In [2]:
from requests import Request, Session
from requests.exceptions import ConnectionError, Timeout, TooManyRedirects
from requests.packages.urllib3.util.retry import Retry
from requests.adapters import HTTPAdapter
import json
import pandas as pd
import numpy as np
import arrow
import sys

# Data Scraping

## Get the list of all coins on CoinGecko

In [3]:
# Start a session with Requests
session = Session()

# Get the list of all coins ID (also scraped on CoinGecko)
url = 'https://api.coingecko.com/api/v3/coins/list'
coins_list = session.get(url).json()

In [None]:
# Save if necessary
#with open('coins_list.json', 'w', encoding='utf-8') as f:
#    json.dump(coins_list, f, ensure_ascii=False, indent=4)

## Get all coins data

In [48]:
# Define a rety strategy, so that the website does not return erros
retry_strategy = Retry(
    total=5,
    status_forcelist=[429, 500, 502, 503, 504],
    method_whitelist=["HEAD", "GET", "OPTIONS"],
    backoff_factor=2
)
adapter = HTTPAdapter(max_retries=retry_strategy)
session.mount("https://", adapter)
session.mount("http://", adapter)

def get_coin_data(coin_id):
    """Given a coin id (from CoinGecko) retrieve the corresponding
    information."""
    
    url = 'https://api.coingecko.com/api/v3/coins/' + coin_id
    
    try:
        data = session.get(url).json()
    except (ConnectionError, Timeout, TooManyRedirects) as e:
        print(e)
    
    return data

In [None]:
# Load the list of all coins ID (also scraped on CoinGecko)
#with open('coins_list.json') as infile: 
#    coins_list = json.load(infile)

In [56]:
# Scrape data for all coins using the list
all_data = []
for ind, coin in enumerate(coins_list):
    sys.stdout.write('\r'+str(ind+1) + '/' + str(len(list_coins)))
    all_data.append(get_coin_data(coin['id']))

6251/6251

In [57]:
# Save all the data
#with open('all_coins_data.json', 'w', encoding='utf-8') as f:
#    json.dump(all_data, f, ensure_ascii=False, indent=4)

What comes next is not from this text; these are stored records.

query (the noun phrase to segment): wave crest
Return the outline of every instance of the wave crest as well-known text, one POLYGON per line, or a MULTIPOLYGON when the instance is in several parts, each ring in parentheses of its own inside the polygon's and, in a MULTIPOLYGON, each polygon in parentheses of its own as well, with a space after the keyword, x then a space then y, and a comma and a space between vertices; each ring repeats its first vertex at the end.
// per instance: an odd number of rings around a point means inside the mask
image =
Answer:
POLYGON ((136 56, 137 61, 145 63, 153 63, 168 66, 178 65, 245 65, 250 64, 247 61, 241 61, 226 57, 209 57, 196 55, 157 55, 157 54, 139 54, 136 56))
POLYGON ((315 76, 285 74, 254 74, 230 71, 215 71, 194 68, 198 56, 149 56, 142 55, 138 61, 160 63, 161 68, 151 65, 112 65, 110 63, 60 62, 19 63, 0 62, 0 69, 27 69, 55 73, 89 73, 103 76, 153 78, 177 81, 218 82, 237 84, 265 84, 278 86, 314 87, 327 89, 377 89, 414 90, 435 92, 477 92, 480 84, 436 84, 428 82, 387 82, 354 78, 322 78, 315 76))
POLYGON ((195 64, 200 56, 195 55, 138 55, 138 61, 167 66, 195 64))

## Process and clean the data


In [2]:
# Load all coins data
#with open('all_coins_data.json') as infile: 
#    all_coins_data = json.load(infile)

In [6]:
# List all columns we wish to keep (see Coingecko API for columns' names)
columns_simple = [
    'id',
    'name',
    'symbol',
    'country_origin',
    'genesis_date',
    'sentiment_votes_up_percentage',
    'sentiment_votes_down_percentage',
    'market_cap_rank',
    'coingecko_rank',
    'coingecko_score',
    'developer_score',
    'community_score',
    'liquidity_score',
    'public_interest_score'
]

columns_market_data = [
    'price_change_percentage_24h',
    'price_change_percentage_7d',
    'price_change_percentage_14d',
    'price_change_percentage_30d',
    'price_change_percentage_60d',
    'price_change_percentage_200d',
    'price_change_percentage_1y',
    'total_supply',
    'max_supply',
    'circulating_supply'
]

columns_market_data_usd = [
    'ath_date',
    'atl_date',
    'ath', # USD
    'ath_change_percentage', # USD
    'atl', # USD
    'atl_change_percentage', # USD
    'market_cap', # USD
    'total_volume', # USD
]

columns_developer_data = [
    'stars',
    'subscribers',
    'total_issues',
    'closed_issues',
    'pull_requests_merged',
    'pull_request_contributors',
]

In [7]:
def clean_coin_json(coin_json):
    """Given the JSON (dict) with data about a coin, returns a new
    JSON (dict) object with the desired data"""
    
    cleaned_json = dict()
    for col in columns_simple:
        try:
            cleaned_json[col] = coin_json[col]
        except KeyError:
            cleaned_json[col] = np.nan
            print('Could not find key:', col)
            
    
    for col in columns_market_data:
        try:
            cleaned_json[col] = coin_json['market_data'][col]
        except KeyError:
            cleaned_json[col] = np.nan
            print('Could not find key:', col)
        
    for col in columns_market_data_usd:
        try:
            cleaned_json[col] = coin_json['market_data'][col]['usd']
        except KeyError:
            cleaned_json[col] = np.nan
            print('Could not find key:', col)
        
    cleaned_json.update(coin_json['community_data'])
    
    for col in columns_developer_data:
        try:
            cleaned_json['git_' + col] = coin_json['developer_data'][col]
        except KeyError:
            cleaned_json[col] = np.nan
            print('Could not find key:', col)
        
    cleaned_json.update(coin_json['public_interest_stats'])
    
    list_platforms_with_pairs = [{'platform': pair['market']['name'], 'pair': pair['base'] + '/' + pair['target']} for pair in coin_json['tickers']]
        
    cleaned_json['platforms_pairs'] = list_platforms_with_pairs
        
    return cleaned_json

In [48]:
# Clean the data
all_data_cleaned = [clean_coin_json(coin_data) for i, coin_data in enumerate(all_coins_data)]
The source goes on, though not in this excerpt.